El pasado 9 de enero leí en el País Semanal una sugerente entrevista a Pascal Bruckner, escritor y pensador francés que ha publicado un libro feroz, tierno y apasionante: “Un instante eterno. Filosofía de la longevidad”. Entre los muchos temas que toca me ha conmovido el de la vejez y la resignación de aquellos que siempre piensan que cualquier tiempo pasado fue mejor.
¿Cumplir 60, 70, 80 años será una guillotina y la muerte una derrota segura? ¿Tendrán razón los que se ponen (algunos demasiado pronto) el uniforme de la vejez? Sin duda que la vida intensa y bienestante de Bruckner no es el metro patrón, comparable con la vida plana y empobrecida de la mayor parte de los desheredados de este planeta. Pero sus inquietudes, en la medida en que envejecemos, nos salpican a todos.

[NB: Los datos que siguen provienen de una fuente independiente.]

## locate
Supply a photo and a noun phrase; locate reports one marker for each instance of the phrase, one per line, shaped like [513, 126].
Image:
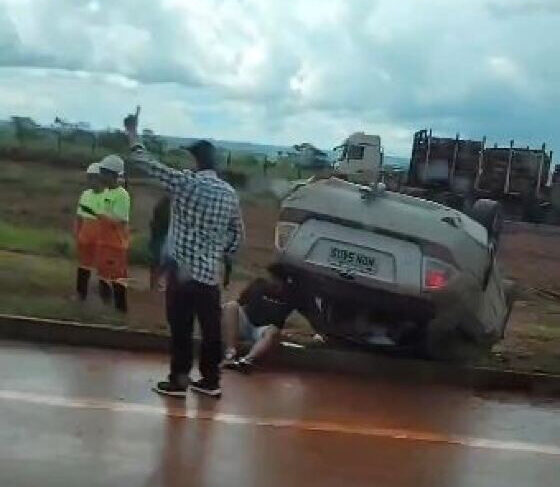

Son muchos los que se dedican a la búsqueda del tiempo perdido (como las mujeres entradas en años que se pintan incluso lo que no tienen, para ser, al fin y al cabo, viejas a colores). Otros, vencidos por el desencanto, se refugian en el dulce no hacer nada, devotos de las zapatillas y del pijama. Entre unos y otros es preciso cultivar, como un regalo caído del cielo, la condición humana capaz de amar, de aprender y de crear mientras dura el aliento. Algo bueno se puede hacer, entrelazado con el cuidado de la espiritualidad, la oración, la música, la lectura, los amigos y un montón de cosas más. De jóvenes pensamos que todo es para siempre, lo cual es sólo una ilusión. Nos guste o no, está el tema de la muerte, la nada y el duelo, nada fácil de asumir en paz. La muerte pasa pronto y, al final, queda lo vivido y amado y, si se tiene la ventaja de ser creyente, la vida en las manos de Dios.
Pascual Bruckner refleja con fuerza el estoicismo de mucha gente que trata de vivir al día saboreando algún que otro sucedáneo de la felicidad. El sentido de la vida es otra cosa. Y la felicidad también. Vivir bien mientras se puede calma los nervios pero no es suficiente.